I would like to see my retellings of classic literature used in schools, so I give permission to the country of Finland (and all other countries) to buy one copy of this eBook and give copies to all students forever. I also give permission to the state of Texas (and all other states) to buy one copy of this eBook and give copies to all students forever. I also give permission to all teachers to buy one copy of this eBook and give copies to all students forever.
This is an easy-to-read retelling of William Shakespeare's "The Taming of the Shrew." In it, Katherina vows before God — in the marriage ceremony — to love, honor, and obey her husband, but very quickly she makes it apparent that she is not taking her vow seriously. Her husband, Petruchio, is determined to convince her to take that vow seriously. At the end of this book, Katherina makes a spirited defense of Christian marriage.
I have a decision to make. Do I allow myself to be tamed, or do I continue to resist obeying my husband, Petruchio?
Or, better, do I tame myself?
If I am tamed through the use of hunger and lack of sleep, I am no better than an animal, a hawk that a trainer tames. If I am tamed, I will obey my husband, but I will do so without love and without honoring him. He will not get the wife he wants, and I will no longer be Katherina. I will have no spirit.
If I tame myself, I do what I have decided to do. The hunger and exhaustion do not determine what I shall do, although they make it clear that I need to make a decision. If I tame myself, and if I keep the vow that I made before God, I will love, honor, and obey my husband. I will still be Katherina, and I will still have spirit.
Should I tame myself? Has being a shrew made me happy?

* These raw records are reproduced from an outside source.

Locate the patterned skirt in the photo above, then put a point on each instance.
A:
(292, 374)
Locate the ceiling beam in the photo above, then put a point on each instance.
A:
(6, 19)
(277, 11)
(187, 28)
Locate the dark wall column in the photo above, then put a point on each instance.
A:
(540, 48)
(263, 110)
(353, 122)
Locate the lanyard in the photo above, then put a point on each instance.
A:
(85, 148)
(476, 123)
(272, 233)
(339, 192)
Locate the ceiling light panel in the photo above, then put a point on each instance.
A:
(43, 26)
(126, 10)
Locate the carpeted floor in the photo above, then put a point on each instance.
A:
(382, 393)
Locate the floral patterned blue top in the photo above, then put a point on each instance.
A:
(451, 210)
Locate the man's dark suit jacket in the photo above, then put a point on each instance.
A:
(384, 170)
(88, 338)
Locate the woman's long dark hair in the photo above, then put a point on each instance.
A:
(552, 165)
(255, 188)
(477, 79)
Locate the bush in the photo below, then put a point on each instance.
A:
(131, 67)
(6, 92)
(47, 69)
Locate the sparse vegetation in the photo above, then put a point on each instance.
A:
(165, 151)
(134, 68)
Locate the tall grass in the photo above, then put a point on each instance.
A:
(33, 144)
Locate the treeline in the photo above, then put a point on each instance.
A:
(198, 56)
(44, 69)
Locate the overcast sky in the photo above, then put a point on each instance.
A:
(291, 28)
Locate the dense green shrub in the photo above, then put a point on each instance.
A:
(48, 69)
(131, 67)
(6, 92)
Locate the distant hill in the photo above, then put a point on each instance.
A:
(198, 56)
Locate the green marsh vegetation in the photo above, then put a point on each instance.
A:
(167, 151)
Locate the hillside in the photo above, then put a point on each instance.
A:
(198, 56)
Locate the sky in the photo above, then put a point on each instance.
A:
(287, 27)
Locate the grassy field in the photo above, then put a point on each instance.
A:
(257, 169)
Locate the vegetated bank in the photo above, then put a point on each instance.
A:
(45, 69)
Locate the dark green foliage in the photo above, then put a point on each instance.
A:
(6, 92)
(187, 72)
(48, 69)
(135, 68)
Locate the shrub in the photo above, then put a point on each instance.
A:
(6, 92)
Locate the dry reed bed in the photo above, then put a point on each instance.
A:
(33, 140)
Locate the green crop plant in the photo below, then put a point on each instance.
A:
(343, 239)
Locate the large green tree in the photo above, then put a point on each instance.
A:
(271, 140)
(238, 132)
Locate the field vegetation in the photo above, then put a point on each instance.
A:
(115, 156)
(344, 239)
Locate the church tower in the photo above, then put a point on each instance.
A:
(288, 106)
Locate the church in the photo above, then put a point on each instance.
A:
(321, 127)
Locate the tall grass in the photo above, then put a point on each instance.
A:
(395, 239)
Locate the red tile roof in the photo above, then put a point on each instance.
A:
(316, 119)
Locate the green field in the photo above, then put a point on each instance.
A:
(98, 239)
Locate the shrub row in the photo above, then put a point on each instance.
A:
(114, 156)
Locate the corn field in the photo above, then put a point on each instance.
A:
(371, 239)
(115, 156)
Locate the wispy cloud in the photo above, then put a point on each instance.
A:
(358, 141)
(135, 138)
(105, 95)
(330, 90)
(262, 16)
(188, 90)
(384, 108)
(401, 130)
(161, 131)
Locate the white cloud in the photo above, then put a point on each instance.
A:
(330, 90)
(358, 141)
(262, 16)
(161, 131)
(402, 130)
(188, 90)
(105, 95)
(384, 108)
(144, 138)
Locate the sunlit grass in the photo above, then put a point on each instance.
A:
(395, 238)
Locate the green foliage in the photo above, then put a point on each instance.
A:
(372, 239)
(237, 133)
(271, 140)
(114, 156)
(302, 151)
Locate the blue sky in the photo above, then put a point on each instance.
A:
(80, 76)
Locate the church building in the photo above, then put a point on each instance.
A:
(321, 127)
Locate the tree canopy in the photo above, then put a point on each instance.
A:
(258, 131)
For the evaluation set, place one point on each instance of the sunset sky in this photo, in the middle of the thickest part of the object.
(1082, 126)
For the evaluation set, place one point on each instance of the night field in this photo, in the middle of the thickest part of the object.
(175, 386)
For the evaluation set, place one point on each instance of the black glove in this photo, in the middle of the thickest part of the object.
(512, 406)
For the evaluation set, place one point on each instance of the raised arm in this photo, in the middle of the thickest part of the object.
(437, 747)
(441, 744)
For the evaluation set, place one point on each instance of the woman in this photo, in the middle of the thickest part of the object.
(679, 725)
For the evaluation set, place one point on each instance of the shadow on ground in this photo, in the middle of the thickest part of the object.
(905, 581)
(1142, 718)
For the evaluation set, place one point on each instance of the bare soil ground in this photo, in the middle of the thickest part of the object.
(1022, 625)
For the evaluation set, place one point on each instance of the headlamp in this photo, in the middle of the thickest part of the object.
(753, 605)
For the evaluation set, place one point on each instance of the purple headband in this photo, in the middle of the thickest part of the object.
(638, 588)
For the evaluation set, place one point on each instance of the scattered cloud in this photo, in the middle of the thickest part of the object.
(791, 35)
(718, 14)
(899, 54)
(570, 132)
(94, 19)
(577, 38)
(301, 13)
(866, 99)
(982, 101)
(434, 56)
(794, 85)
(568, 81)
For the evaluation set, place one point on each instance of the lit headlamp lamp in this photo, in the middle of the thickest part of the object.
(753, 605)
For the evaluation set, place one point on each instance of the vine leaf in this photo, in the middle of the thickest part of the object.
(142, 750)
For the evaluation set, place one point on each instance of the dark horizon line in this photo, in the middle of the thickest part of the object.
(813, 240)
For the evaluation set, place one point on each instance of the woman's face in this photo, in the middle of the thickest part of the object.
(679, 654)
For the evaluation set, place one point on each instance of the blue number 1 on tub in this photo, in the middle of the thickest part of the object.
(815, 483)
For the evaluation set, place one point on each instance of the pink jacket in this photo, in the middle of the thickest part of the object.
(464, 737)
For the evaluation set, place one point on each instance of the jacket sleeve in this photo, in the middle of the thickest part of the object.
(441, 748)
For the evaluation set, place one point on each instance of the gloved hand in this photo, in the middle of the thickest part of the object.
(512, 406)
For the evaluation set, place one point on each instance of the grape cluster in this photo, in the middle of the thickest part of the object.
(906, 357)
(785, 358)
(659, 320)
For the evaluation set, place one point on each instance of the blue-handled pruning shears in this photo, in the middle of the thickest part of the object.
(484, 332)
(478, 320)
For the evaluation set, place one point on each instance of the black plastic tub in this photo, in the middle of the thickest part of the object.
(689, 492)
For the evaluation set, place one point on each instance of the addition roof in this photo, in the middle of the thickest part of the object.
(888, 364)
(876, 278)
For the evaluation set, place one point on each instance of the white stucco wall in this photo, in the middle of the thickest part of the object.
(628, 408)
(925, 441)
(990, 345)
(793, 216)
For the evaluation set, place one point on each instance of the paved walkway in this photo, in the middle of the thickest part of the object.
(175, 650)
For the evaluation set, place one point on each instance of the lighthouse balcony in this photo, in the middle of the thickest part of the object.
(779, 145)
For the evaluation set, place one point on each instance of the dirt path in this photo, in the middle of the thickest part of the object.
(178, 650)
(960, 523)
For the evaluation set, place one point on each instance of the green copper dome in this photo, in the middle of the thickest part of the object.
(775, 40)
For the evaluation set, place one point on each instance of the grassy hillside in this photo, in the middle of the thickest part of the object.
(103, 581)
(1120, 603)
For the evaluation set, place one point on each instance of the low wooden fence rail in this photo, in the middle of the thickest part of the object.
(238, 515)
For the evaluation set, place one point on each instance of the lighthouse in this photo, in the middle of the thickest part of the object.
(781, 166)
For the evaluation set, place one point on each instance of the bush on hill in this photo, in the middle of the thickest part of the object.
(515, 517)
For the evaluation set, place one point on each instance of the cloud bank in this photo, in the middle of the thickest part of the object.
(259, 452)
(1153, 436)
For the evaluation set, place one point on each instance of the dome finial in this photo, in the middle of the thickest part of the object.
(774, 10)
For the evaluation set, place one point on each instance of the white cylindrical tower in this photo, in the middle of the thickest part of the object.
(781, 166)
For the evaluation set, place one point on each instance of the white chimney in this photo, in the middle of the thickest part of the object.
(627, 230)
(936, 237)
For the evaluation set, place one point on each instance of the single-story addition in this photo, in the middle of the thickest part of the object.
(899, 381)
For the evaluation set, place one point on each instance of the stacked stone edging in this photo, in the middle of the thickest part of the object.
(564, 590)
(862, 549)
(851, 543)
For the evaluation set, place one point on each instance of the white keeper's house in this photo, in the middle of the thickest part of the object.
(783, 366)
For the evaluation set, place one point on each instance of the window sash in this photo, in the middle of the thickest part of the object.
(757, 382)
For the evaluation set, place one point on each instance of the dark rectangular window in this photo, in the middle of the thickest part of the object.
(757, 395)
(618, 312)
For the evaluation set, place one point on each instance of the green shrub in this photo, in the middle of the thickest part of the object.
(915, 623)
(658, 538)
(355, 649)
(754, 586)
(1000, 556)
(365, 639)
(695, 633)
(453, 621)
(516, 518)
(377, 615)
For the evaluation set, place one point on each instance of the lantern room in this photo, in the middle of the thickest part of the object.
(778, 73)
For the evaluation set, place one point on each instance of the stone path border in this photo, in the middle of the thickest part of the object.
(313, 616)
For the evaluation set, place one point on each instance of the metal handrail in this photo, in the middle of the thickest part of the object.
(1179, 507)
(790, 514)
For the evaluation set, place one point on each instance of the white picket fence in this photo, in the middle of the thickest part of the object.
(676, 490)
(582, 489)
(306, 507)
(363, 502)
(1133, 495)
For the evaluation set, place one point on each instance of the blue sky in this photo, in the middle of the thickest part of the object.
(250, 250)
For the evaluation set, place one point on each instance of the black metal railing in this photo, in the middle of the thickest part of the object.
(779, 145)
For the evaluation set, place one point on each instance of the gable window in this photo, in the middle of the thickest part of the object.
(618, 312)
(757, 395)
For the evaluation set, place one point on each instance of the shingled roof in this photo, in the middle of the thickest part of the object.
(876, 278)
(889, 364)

I have tied up and beaten my own sister because she would not tell me which of her suitors she liked best. She said that she had no preference. I did not believe her.
Is that the kind of person I want to be? Is that the kind of person God wants me to be? No.
And is that the kind of wife that Petruchio wants me to be? No.
What kind of husband do I want Petruchio to be? Do I want him to be a husband who ignores me? No. Do I want him to be the kind of husband who will tolerate a shrewish wife? No. I need a husband I can respect, a husband who has as much spirit as I have.
I have learned how shrewish behavior affects other people. It is not pleasant to witness. I have learned to consider the feelings of other people — now I have empathy for other people and do not want to see them harshly criticized for minor faults or for things that are mostly or entirely out of their control.
If anyone needs to be tamed, I do. I need to decide whether I should now tame myself.
If I tame myself, how will be I benefit? I will be a better person, and most likely, I will get a better husband. Is Petruchio a bad husband? Does he always act like this? Will he continue to act like this if I tame myself? I doubt it. It is obvious that he seriously takes the vow I made before God — to love, honor, and obey my husband. I think that he seriously takes the vow he made before God — to love and cherish his wife. If he had no intention of keeping his vow, he would ignore me and allow me to remain a shrew. Instead, he is going to great lengths to be married to a good wife. Also, what he does to me he is doing to himself. I am hungry, and I can look at him and see that he has lost weight. I sleep very little, and he sleeps very little so that he can ensure that I stay awake. He treats his wife as he treats himself.
But am I his wife? Are we husband and wife? Not yet. Not really. We have not consummated the marriage. I respect that in him. He is not a rapist. He will not sleep with me and consummate the marriage until I am the wife he wants and until I truly embrace a Christian marriage.
So, I have a decision to make: To be a shrew, or not to be a shrew?